In [0]:
dbutils.fs.cp("file:/Workspace/Shared/transaction.csv", "dbfs:/mnt/streaming/csv_files/transaction.csv")

True

In [0]:
dbutils.fs.cp("file:/Workspace/Shared/Products.csv", "dbfs:/mnt/streaming/csv_files/Products.csv")

True

In [0]:
#  Set Up a Structured Streaming Source to Read CSV Data Continuously
from pyspark.sql.types import StructType, StructField, StringType, IntegerType

schema = StructType([
    StructField("TransactionID", StringType(), True),
    StructField("TransactionDate", StringType(), True),
    StructField("ProductID", StringType(), True),
    StructField("Quantity", IntegerType(), True),
    StructField("Price", IntegerType(), True)
])

streaming_df = (
    spark.readStream
    .option("header", "true")
    .schema(schema)
    .csv("/mnt/streaming/csv_files/")
)

streaming_df.printSchema()

root
 |-- TransactionID: string (nullable = true)
 |-- TransactionDate: string (nullable = true)
 |-- ProductID: string (nullable = true)
 |-- Quantity: integer (nullable = true)
 |-- Price: integer (nullable = true)



In [0]:
# 3.  Ensure that the streaming query reads the data continuously in append mode and displays the results in the console.
query = (
    streaming_df.writeStream
    .format("console")
    .outputMode("append")
    .start()
)

In [0]:
# Add a new column for the TotalAmount ( Quantity * Price )
# Filter records where the Quantity is greater than 1
from pyspark.sql.functions import col

transformed_streaming_df = (
    streaming_df
    .withColumn("TotalAmount", col("Quantity") * col("Price"))
    .filter(col("Quantity") > 1)
)

transformed_streaming_df.printSchema()


root
 |-- TransactionID: string (nullable = true)
 |-- TransactionDate: string (nullable = true)
 |-- ProductID: string (nullable = true)
 |-- Quantity: integer (nullable = true)
 |-- Price: integer (nullable = true)
 |-- TotalAmount: integer (nullable = true)



In [0]:
# Write the transformed stream to a memory sink
query = (
    transformed_streaming_df.writeStream
    .format("memory")
    .outputMode("append")
    .queryName("transformed_transactions")  # The name of the in-memory table
    .start()
)


In [0]:
spark.sql("SELECT * FROM transformed_transactions").show()

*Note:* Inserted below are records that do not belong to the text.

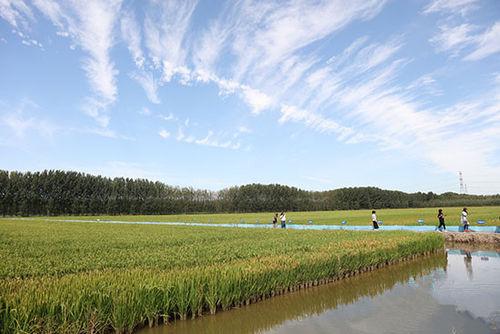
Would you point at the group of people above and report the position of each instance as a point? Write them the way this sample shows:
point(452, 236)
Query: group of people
point(463, 220)
point(282, 218)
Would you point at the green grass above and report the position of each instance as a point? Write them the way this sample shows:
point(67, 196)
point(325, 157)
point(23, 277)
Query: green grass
point(354, 217)
point(88, 277)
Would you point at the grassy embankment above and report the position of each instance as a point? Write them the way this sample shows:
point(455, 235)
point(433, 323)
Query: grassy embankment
point(90, 277)
point(353, 217)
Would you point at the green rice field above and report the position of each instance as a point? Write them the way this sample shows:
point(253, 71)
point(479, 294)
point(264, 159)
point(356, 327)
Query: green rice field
point(58, 277)
point(491, 214)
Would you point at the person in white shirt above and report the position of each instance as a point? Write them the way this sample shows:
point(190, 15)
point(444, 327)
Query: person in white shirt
point(374, 220)
point(463, 219)
point(283, 219)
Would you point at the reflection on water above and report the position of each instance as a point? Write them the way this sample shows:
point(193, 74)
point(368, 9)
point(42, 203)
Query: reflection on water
point(454, 293)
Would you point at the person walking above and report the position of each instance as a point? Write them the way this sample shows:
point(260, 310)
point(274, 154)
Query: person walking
point(283, 219)
point(464, 221)
point(441, 220)
point(275, 220)
point(374, 220)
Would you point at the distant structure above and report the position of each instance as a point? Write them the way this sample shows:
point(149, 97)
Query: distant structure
point(463, 186)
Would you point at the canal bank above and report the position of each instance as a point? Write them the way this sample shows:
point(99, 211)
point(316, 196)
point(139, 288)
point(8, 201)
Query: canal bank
point(472, 237)
point(417, 296)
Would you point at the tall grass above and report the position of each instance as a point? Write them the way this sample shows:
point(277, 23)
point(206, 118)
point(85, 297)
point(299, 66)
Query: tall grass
point(354, 217)
point(123, 277)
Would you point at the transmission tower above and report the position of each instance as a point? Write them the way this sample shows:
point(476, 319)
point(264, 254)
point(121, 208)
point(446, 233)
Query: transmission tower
point(463, 189)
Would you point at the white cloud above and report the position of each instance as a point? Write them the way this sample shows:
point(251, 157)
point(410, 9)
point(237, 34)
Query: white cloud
point(169, 117)
point(488, 43)
point(145, 111)
point(16, 13)
point(453, 38)
point(165, 27)
point(90, 25)
point(22, 120)
point(257, 101)
point(314, 121)
point(149, 84)
point(131, 33)
point(209, 140)
point(164, 134)
point(450, 6)
point(244, 129)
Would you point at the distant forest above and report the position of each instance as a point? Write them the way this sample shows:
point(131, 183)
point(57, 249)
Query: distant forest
point(55, 192)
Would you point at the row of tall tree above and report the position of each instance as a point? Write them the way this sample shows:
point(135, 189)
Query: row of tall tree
point(55, 192)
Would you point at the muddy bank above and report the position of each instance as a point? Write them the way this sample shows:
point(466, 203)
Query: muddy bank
point(472, 237)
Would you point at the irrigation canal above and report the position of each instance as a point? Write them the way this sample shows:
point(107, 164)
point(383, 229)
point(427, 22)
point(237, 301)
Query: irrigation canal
point(453, 292)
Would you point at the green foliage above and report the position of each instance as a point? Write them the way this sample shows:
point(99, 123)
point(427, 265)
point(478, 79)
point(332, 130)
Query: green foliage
point(354, 217)
point(56, 192)
point(84, 277)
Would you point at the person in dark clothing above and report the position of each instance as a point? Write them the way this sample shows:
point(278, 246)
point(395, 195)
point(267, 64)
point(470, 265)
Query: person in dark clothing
point(441, 220)
point(374, 220)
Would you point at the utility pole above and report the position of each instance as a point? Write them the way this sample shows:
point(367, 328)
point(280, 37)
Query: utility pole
point(462, 186)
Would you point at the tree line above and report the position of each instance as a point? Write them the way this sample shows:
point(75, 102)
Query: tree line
point(56, 192)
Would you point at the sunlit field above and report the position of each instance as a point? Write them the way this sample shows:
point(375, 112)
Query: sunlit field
point(490, 214)
point(58, 277)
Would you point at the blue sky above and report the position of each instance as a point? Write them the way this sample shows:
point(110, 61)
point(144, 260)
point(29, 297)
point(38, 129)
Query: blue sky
point(315, 94)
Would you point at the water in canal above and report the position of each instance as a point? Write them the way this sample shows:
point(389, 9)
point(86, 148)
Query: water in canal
point(454, 292)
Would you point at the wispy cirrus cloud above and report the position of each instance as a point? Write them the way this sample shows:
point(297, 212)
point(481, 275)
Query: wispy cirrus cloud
point(454, 38)
point(487, 43)
point(451, 6)
point(16, 12)
point(90, 25)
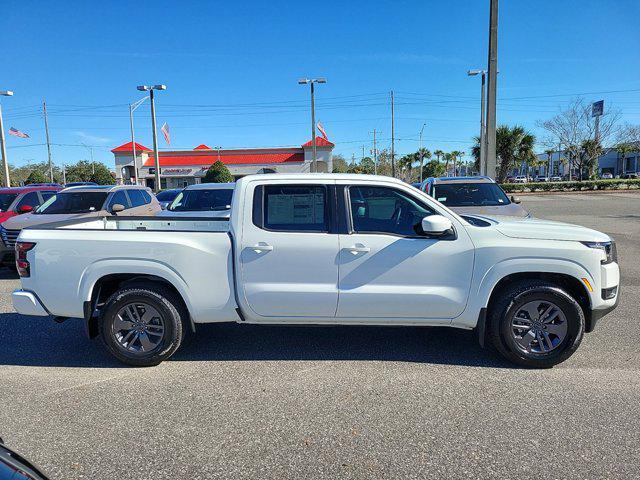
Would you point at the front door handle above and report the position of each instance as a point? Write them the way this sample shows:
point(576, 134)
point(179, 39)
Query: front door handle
point(262, 247)
point(358, 248)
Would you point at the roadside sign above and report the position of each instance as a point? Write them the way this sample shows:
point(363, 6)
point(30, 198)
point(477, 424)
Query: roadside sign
point(597, 108)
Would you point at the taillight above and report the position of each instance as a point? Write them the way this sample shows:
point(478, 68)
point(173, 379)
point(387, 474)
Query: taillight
point(21, 258)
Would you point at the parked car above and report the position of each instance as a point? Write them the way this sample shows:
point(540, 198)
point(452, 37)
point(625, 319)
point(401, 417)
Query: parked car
point(203, 200)
point(322, 249)
point(165, 197)
point(78, 202)
point(19, 200)
point(14, 466)
point(474, 195)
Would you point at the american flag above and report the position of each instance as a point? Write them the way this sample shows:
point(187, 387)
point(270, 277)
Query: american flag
point(321, 129)
point(167, 134)
point(17, 133)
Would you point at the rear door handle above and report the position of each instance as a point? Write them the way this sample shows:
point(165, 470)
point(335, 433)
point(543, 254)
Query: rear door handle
point(262, 247)
point(359, 248)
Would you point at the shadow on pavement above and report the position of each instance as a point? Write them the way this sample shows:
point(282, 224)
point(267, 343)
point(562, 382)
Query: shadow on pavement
point(38, 341)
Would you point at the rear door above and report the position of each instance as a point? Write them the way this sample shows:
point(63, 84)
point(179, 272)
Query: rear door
point(288, 251)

+-------------+---------------+---------+--------+-----+-----------+
|TransactionID|TransactionDate|ProductID|Quantity|Price|TotalAmount|
+-------------+---------------+---------+--------+-----+-----------+
|         T101|     2024-01-01|   Laptop|       2| 1200|       2400|
|         T103|     2024-01-03|   Tablet|       3|  600|       1800|
|         T105|     2024-01-05|    Mouse|       5|   25|        125|
+-------------+---------------+---------+--------+-----+-----------+



In [0]:
#  Implement an aggregation on the streaming data
#Group the data by ProductID and calculate the total sales for each product
from pyspark.sql.functions import sum

aggregated_streaming_df = (
    streaming_df
    .groupBy("ProductID")
    .agg(sum(col("Quantity") * col("Price")).alias("TotalSales"))
)

aggregated_streaming_df.printSchema()


root
 |-- ProductID: string (nullable = true)
 |-- TotalSales: long (nullable = true)



In [0]:
# Ensure the stream runs in update mode, so only updated results are output to the sink.
query = (
    aggregated_streaming_df.writeStream
    .format("memory")
    .outputMode("update")
    .queryName("aggregated_sales")
    .start()
)


In [0]:
spark.sql("SELECT * FROM aggregated_sales").show()

+---------+----------+
|ProductID|TotalSales|
+---------+----------+
|    Phone|       800|
|   Laptop|      2400|
|    Mouse|       125|
|   Tablet|      1800|
|  Monitor|       300|
+---------+----------+



In [0]:
# After transforming and aggregating the data, write the streaming results to a Parquet sink.
output_path = "/mnt/streaming/output/parquet_files"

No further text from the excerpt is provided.